False-positive mammograms may have unique features leading to recalls
The team found that the AUC was relatively high for specific scenarios comparing the recalled-benign images with the negative and malignant images. Best performance was observed for negative vs. recalled-benign, with an AUC of 0.91. The authors argue that the distinction in this scenario suggests there are certain imaging features in the recalled-benign images that result in these women being recalled instead of being identified as negative to begin with.
“Based on the consistent ability of our algorithm to discriminate all categories of mammography images, our findings indicate that there are indeed some distinguishing features/characteristics unique to images that are unnecessarily recalled,” Wu noted. “Our AI models can augment radiologists in reading these images and ultimately benefit patients by helping reduce unnecessary recalls.”

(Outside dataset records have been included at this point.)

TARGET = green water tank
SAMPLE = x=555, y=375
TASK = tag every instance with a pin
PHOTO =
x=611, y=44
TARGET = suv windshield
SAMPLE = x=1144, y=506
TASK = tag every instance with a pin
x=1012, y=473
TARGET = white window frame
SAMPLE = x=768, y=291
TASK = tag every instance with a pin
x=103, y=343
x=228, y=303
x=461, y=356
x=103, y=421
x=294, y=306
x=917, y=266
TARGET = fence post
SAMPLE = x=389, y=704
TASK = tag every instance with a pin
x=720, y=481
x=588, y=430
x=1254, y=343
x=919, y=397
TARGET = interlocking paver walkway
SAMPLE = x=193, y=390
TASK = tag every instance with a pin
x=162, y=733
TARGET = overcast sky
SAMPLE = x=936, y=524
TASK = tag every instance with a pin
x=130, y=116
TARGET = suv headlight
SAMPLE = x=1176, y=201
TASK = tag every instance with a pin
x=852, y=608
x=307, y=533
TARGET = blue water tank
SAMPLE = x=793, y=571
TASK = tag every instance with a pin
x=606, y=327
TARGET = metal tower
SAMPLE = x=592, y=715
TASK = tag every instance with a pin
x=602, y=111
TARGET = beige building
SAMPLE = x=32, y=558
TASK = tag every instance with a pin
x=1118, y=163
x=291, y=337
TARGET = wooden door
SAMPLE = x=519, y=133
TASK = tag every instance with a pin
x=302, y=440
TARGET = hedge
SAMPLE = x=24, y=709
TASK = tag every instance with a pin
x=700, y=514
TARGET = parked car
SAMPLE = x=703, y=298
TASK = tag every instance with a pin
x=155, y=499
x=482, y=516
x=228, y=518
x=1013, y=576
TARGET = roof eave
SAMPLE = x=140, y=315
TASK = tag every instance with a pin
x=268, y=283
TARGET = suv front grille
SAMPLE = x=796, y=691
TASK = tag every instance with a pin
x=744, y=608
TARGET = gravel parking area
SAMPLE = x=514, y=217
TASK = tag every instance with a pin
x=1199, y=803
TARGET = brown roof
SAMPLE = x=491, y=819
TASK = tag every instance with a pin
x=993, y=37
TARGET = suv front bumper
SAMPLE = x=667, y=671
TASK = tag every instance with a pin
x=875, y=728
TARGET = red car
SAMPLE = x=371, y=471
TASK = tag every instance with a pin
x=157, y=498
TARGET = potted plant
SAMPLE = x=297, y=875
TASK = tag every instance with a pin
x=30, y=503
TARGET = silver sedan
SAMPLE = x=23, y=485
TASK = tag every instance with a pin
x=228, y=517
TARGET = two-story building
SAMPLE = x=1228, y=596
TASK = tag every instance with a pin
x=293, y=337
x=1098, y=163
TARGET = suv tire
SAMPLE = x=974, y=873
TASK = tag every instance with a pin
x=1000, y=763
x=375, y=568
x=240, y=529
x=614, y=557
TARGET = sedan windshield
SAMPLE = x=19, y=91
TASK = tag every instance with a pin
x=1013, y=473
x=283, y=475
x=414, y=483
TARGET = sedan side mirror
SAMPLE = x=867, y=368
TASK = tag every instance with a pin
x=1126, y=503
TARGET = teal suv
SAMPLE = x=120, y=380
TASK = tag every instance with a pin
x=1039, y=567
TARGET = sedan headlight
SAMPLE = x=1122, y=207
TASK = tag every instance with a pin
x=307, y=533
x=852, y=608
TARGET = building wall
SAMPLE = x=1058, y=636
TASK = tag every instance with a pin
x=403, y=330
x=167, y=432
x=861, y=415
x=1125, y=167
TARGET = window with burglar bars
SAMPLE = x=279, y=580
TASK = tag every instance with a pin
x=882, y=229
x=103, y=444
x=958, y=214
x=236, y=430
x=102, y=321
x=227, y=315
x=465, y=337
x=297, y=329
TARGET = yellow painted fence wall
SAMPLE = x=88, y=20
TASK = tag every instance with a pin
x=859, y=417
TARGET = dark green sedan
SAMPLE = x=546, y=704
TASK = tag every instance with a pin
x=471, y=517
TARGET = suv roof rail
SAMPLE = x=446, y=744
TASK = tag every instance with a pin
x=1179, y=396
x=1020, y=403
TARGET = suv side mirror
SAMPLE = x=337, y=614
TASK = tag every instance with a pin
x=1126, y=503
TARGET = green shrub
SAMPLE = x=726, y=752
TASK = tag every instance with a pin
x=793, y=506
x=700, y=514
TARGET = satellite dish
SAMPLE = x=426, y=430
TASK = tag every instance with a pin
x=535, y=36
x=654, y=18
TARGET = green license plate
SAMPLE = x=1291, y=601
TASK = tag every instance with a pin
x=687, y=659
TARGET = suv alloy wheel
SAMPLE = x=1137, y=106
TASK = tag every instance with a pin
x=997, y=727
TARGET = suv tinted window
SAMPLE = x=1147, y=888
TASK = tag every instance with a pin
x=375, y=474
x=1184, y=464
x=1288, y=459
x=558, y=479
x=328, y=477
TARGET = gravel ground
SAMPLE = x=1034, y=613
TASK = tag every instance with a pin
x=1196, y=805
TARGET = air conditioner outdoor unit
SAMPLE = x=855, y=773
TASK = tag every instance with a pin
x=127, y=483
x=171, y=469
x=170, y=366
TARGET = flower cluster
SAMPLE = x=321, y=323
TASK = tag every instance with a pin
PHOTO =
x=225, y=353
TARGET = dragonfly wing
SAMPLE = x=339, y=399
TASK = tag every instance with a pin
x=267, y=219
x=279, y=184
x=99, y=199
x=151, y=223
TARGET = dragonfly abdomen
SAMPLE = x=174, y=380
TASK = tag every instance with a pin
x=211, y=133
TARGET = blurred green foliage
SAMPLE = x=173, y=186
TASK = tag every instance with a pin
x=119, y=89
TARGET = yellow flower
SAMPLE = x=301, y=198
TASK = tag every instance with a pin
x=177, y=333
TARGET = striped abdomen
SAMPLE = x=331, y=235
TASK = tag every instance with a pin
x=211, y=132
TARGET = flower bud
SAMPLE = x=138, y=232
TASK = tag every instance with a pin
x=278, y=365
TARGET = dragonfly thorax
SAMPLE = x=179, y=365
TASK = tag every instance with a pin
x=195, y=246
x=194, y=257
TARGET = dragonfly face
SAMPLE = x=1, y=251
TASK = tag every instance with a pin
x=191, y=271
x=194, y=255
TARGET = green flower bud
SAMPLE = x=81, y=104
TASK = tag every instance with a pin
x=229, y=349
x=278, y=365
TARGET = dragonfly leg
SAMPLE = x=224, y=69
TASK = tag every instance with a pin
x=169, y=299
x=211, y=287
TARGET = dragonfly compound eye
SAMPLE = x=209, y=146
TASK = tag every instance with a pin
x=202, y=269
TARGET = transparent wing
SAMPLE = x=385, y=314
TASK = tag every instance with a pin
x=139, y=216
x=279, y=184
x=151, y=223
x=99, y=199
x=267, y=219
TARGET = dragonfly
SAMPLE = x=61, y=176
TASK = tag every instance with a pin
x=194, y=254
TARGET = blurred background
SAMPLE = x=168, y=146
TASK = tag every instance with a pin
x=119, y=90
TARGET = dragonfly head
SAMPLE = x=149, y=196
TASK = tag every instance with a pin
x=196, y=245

To accelerate clinical translation of their findings, Wu’s team is hoping to test and apply their methods to digital breast tomosynthesis (3D mammography) as it is increasingly being used in clinical settings for breast cancer screening.
What’s in the future?
As the number of applications of AI in cancer research and treatment keeps growing, there is also growing skepticism among many experts about what is realistic—what AI can and cannot do. But considering cancer is an extremely complex set of diseases that keep evolving, a collaboration between human wisdom and complex algorithms appears inevitable, to steer progress against cancer in the right direction. This collaboration will hopefully deliver new discoveries, durable treatments, and better outcomes for patients – sooner.